Son ami Paul ne décolérait pas. Il venait de recevoir un courrier au demeurant plein d'espoir envoyé par les ateliers Disney, du nom de ce grand malfaiteur de l'humanité que les Nobel auraient bien fait de récompenser par un prix de la honte bue jusqu'à la lie, dans lequel ceux-ci proposaient à son ami Paul, eu égard à sa grande expérience cinématographique ( ne fut-il pas Marguerite dans ce peplum couard et champêtre que le monde entier nous envie?) d'interpréter le héros lamentable du roman lamentable dont le titre, "elementary particle" évoquait à son ami Paul l'identité d'un triste poseur peu avare de cacahuètes. " Rendez-vous compte" dit son ami Paul après une salutaire et anxiolytique gorgée de sauvignon, "ces ateliers si peu recommandables ajoutent dans un sabir  impérialiste que , je cite, notre héros donald duck serait votre partenaire puisque le nom de l'écrivain "where is the beak?" semble imposer sa présence à vos côtés" Absorbant non sans brutalité une lampée de sauvignon, l'ex-futur nominé fulmina
 " jouer avec ce cabot de palmipède et finir au poulailler, trés peu pour moi! " Passa alors le garçon, chargé de quelques verres de sauvignon et songeant à son futur séjour "trois jours-deux nuits" au pays merveilleux du débile aux grosses oreilles noires.   

jeudi 19 mars 2009

"Cher ami" dit l'amie de son ami Paul"je vais chez le plombier, je reviens de suite."Propos étranges qui eurent le don de surprendre son ami Paul, qui leva les yeux de son Malone en rétorquant: "le plombier?" L'amie de son ami Paul haussa les épaules et dit: "Etant donné que nous avons ready-made au programme, je ne pensais pas avoir à vous donner d'explication à propos de ma visite chez le plombier, votre culture artistique aurait du m'en dispenser..." "mmmh" répondit son ami Paul, " Parler art avec un béotien, autant parler préservatif avec un pontife..."continua l'amie de son ami Paul" Vous connaissez Buffet, certes mais Duchamp point..." Prenant acte de cette remarque et des propriétés diurétiques du sauvignon, son ami Paul reprit son Malone retenant ses instincts meurtriers et son désir d'urinoir.  

dimanche 15 mars 2009

"Docteur" disait son ami Paul au réputé docteur Pimply " vous ferrez le poisson de malheur dans les abysses de nos refoulements, vous êtes pêcheur d'Islande ou d'ailleurs, vous surveillez le bouchon que nous poussons un peu loin, nos âmes sont toujours à l'heure, nous sommes nus comme le ver qui se tortille au bas de votre ligne..."D'au delà du divan provenait la respiration hachée du réputé docteur Pimply, qui soudain se réveilla, tourna fébrilement le moulinet, agitant frénétiquement sa canne, tendant l'épuisette et hurlant"j'en tiens un, moussaillon" tandis que, sur le divan, son ami Paul, muet comme un banc de carpes, tentait de s'extirper des mailles du filet jeté par le réputé docteur Pimply (Tracy?).
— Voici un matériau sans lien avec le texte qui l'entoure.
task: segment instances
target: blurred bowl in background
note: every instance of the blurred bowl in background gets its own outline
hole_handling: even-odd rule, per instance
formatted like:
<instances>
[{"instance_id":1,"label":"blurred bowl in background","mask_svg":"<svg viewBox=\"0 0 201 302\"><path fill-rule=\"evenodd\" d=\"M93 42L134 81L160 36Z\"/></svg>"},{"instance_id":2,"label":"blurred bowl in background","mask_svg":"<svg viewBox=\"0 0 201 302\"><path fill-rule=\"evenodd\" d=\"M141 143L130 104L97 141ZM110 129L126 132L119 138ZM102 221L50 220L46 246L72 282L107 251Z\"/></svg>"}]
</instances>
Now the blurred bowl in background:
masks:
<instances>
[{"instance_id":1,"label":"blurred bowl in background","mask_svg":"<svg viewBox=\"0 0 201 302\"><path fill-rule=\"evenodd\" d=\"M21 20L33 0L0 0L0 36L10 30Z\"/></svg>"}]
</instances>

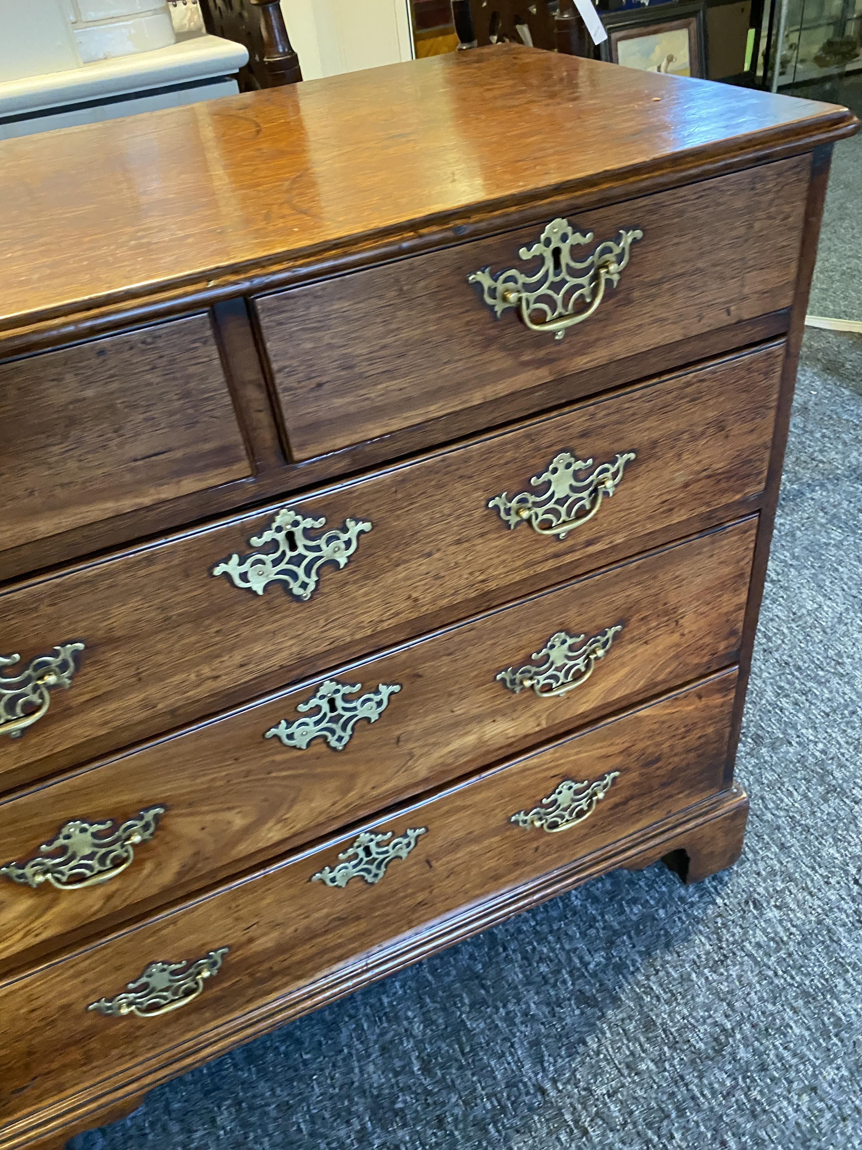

Au prix de reptations habiles son ami Paul s'échappa enfin, et, trempé comme l'espadon, quelques algues lui couvrant le chef, il s'écria en passant devant la secrétaire du réputé docteur Pimply, après avoir craché quelques alevins gobés au hasard, " N'ouvrez surtout pas la porte, vous finiriez dans l'épuisette comme vulgaire friture..." Regardant mélancoliquement les traces mouillées des pas de son ami Paul lentement absorbées par l'épaisse moquette, celle-ci replongea dans la lecture de son magazine où il était question des lunettes et chapeau noirs d'un artiste au nom d'éternuement.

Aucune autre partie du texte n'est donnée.